Während Bjørn Vanille, Sahne, Zucker und Eigelb für die Sauce zum Dessert überm Wasserbad schlägt, scheitert Renate glorios am Teig für die Zwetschgen-Ravioli. Ein Gnocchi-Teig aus mehlig kochenden und möglichst trocken gekochten Kartoffeln – „Kalt und mit Schale aufsetzen! Nach dem Kochen noch im Ofen trocknen!" – will und will sich einfach nicht ebenmäßig ausrollen lassen. Renate bekommt einen Lachanfall vor Verzweiflung. Mario Kotaska zeigt mehrfach und zunächst vergeblich auf die rettende Mehltüte. Schließlich gelingt’s. Renate bemisst eher Rechtecke als Quadrate, Gerhard spritzt passierte Portwein-Zwetschgen auf. Renate klappt zusammen, schneidet Überstände beherzt ab. Pythagoras hätte seine Freude an diesem höchst individuell gewinkelten Dreiecks-Dessert!

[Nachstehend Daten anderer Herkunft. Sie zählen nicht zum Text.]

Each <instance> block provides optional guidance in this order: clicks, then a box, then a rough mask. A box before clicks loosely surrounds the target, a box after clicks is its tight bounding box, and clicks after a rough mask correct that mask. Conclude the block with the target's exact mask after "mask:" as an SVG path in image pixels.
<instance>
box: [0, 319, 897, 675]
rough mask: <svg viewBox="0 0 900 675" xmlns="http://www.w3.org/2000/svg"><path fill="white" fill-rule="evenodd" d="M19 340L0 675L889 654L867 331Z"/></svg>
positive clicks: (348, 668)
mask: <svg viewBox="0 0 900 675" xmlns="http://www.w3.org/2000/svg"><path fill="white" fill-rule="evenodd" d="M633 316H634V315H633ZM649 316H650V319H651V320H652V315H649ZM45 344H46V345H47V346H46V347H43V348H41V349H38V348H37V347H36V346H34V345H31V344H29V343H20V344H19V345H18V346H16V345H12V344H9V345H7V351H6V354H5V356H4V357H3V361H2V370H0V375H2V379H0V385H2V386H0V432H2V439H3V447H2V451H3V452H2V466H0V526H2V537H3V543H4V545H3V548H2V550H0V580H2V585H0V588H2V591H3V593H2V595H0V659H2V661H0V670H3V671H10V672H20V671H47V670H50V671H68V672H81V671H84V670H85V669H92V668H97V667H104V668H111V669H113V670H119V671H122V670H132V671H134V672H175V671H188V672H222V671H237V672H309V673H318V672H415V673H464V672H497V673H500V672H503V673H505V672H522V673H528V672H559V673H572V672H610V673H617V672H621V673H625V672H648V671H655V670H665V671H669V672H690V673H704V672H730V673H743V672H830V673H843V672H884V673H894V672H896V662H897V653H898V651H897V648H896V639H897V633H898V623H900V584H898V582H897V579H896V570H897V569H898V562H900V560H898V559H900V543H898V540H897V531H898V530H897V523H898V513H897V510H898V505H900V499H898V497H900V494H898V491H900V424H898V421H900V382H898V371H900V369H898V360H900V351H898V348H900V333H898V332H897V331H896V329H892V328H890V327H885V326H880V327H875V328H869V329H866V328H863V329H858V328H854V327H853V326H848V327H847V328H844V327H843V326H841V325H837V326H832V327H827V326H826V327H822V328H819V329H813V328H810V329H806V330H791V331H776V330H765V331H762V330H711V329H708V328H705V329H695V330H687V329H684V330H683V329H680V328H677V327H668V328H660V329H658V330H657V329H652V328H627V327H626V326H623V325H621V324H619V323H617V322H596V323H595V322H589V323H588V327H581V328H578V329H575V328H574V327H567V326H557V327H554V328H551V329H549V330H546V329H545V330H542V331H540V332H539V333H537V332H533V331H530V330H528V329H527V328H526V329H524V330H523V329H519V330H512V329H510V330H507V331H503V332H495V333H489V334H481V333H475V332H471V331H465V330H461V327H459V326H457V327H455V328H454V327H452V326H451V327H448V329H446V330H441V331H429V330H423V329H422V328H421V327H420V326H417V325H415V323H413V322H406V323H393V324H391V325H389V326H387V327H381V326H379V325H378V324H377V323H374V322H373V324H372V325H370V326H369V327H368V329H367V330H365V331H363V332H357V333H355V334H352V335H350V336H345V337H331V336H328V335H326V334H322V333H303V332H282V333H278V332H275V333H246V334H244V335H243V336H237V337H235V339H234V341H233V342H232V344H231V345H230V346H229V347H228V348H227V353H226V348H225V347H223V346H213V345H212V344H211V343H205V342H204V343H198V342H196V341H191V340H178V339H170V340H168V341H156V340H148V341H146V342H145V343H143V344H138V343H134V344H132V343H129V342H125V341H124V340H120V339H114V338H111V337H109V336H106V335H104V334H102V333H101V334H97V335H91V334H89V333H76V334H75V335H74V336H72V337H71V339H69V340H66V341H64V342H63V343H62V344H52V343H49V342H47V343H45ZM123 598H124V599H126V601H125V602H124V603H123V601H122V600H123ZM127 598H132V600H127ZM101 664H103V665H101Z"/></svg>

Die in Gläschen eingekochte Leber- und die spontan im Smoker kaltgeräucherte und anschließend gegrillte Entenbratwurst liegen zur rechten Zeit zu Kumquat-Parfait und Feldsalat auf den Tellern. Wir haben für 16 Personen gekocht, denn Philipp, Andi und Rainer haben ihre Frauen zum Essen dazugebucht. Ein Glück, dass der Service die Tafel schon aufgebaut hat und wir nicht noch dort beim Eindecken den Überblick verlieren! Außerdem hat Restaurantleiter Alexander Rosenfeld aus dem „Schmidt Z&KO" die Weinauswahl zum Menü im Vorfeld getroffen. Mit einem 2018er Aix aus der Provence trifft er zum „Wurst-Gang" gleich ins Schwarze. Die Leberwurst ist cremig und elegant, keineswegs schüchtern gewürzt – wunderbar.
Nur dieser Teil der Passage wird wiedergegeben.